On December 15, 2019, our client was involved in a single-vehicle collision. Officer Garcia of the Department of Public Safety responded to the collision. The client had slurred speech, an odor of alcohol on her breath, bloodshot watery eyes, was swaying, and was unsteady as she walked. On the Horizontal Gaze Nystagmus (HGN) test, the client exhibited six out of six clues, the client also exhibited several clues on the walk and turn and one-leg stand tests. However, the client had five-inch heels on during the field sobriety tests. The National Highway Traffic Safety Association (NHTSA), states that field sobriety tests should not be done on anyone who has 2 1/2 inch or higher heels.
Officer Garcia arrested the client for DUI and transported her to the El Mirage Police Department to complete a breath test. The client’s breath test results were a .138 for the first blow and a .140 for the second blow.
Potential legal DUI defenses in the case were: Corpus to suppress client’s admission to driving if the witness does not come to court to testify that client was driving, the breath test was not administered until over two hours after driving, that client had the opportunity to drink after driving because there was an open container of vodka in the vehicle, and the client had acid reflux which could cause a person to blow mouth alcohol into the breath test.

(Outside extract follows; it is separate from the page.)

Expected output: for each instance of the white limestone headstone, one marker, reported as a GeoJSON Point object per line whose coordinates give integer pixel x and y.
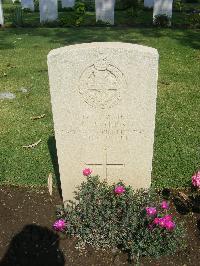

During our attorney officer interview with Officer Garcia, he admitted that he applied for a search warrant at 4:35 am. The fax machine used to obtain the search warrant was located in another room. Thus, the client was left alone during this time. However, in Officer Garcia’s police report he stated that the deprivation period was between 4:30 am to 4:49 am. The deprivation period is a 15 minute time period when the accused is to be deprived of placing anything in their mouth prior to the breath test. Therefore, the client was left alone during the deprivation period and there was no one to prevent her from placing anything in her mouth and no one who could testify that she did not place anything in her mouth.
Our DUI defense attorneys filed a motion to suppress the breath test results. The prosecutor changed their initial offer from pleading guilty to DUI impaired to the slightest degree (which required jail, alcohol classes, interlock device, loss of license, and a large fine) to reckless driving with no jail, no alcohol classes, no interlock device, no license suspension requirement, and only a fine which was a fraction of what a DUI fine would have been.